Rytuał - Graham Masterton


RYTUAŁ PRZEJŚCIA


Wiele rzeczy można powiedzieć o Grahamie Mastertonie, od skrajnej krytyki po ślepy zachwyt, nie mniej każdy, fan to, czy przeciwnik, zgodzić się musi z jego znaczącym miejscem w świecie literackiego horroru. Teraz Rebis wznowiło być może nie najbardziej znane, ale na pewno jedno z najlepszych dzieł tego autora – brutalny thriller, który posiada wszystko, co najlepsze z pisarstwa Mastertona.


Ciekawość to pierwszy stopień do piekła. Bohater „Rytuału” przekonuje się o tym w bardzo brutalny sposób. Charlie jest inspektorem restauracyjnym. Wędrując przez Stany wraz ze swym nastoletnim synem Martinem dowiaduje się o tajemniczym lokalu zwanym LeReposoir. Lokalu, do którego nikt nie ma wstępu, poza zapraszanymi wybrańcami. Elitarne grono, wielki sekret skrywany przez lokal i jego klientelę. Charlie postanawia dostać się do LeReposoir za wszelką cenę, niestety dla niego, nie jest świadom jaka to cena będzie. I jakiemu koszmarowi przyjdzie mu stawić czoła…


Pozycja Mastertona na arenie grozy nie jest tak wysoka, jak Stephena Kinga, nie mniej ten brytyjski autor zdołał dokonać naprawdę wiele – tak w kwestii ilości wydanych powieści, jak i kultowości wielu tytułów. Szczególnie ważny jest jednak dla nas, Polaków, ze względu na żonę Polkę (obecnie już zmarłą), dzięki której nie tylko pisał o naszym kraju, ale też i często robił światowe premiery swych powieści po polsku, a swego czasu nawet doczekał się komiksowej adaptacji swoich prac w wykonaniu naszych rodzimych rysowników.
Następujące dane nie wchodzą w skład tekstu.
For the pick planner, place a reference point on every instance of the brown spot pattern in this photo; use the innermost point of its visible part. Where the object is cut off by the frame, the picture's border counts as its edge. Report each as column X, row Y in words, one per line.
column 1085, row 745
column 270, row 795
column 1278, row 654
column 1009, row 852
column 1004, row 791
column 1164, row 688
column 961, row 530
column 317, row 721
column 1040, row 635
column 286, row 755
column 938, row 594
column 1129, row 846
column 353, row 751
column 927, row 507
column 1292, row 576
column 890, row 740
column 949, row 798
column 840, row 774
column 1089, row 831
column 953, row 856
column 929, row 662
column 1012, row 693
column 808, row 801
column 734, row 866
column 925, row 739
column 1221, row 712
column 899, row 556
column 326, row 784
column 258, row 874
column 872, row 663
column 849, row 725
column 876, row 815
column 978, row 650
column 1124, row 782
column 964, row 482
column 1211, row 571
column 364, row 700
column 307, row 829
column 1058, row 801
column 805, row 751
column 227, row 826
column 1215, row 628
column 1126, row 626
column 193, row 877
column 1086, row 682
Dal mnie prywatnie Masterton to postać ważna jeszcze z jednego względu: to jego "Drapieżcy" były pierwszą dorosłą książką jaką przeczytałem dawno temu, a przez którą na dobre pokochałem literaturę i jeszcze bardziej umocniłem swoją fascynację grozą.


Ale wracając do "Rytuału" to jest to kawał dobrego horroru dla fanów sadomasochistycznych powieści grozy w stylu Clive’a Barkera. Świetnie napisany, mocny, brutalny, odważny... Wiele scen aż boli, wiele scen atakuje zmysły naprawdę świetnym klimatem. Bliżej „Rytuałowi” do thrillera, niż horroru, ale niewielu jest pisarzy, którzy potrafią tak, jak Masterton przerazić krwawymi scenami, bez popadania w infantylność czy przesadę. Oczywiście w powieści nie zabrakło też typowych dla tego autora (który swoją drogą pisze także od czasu do czasu poradniki seksu) przesadzonych scen erotycznych, ale taki już urok i Mastertona, i horrorów w ogóle. A że „Rytuał” jest i wyważony i dobrze napisany, i – przede wszystkim – nie stanowi tworu inspiracji graniczącej z plagiatem, co autorowi zdarzało się w przeszłości, z czystym sumieniem polecam go fanom gatunku. Zabawa jest znakomita, a wznowienie w przyjemny sposób nastraja do lektury już samą świetną okładką.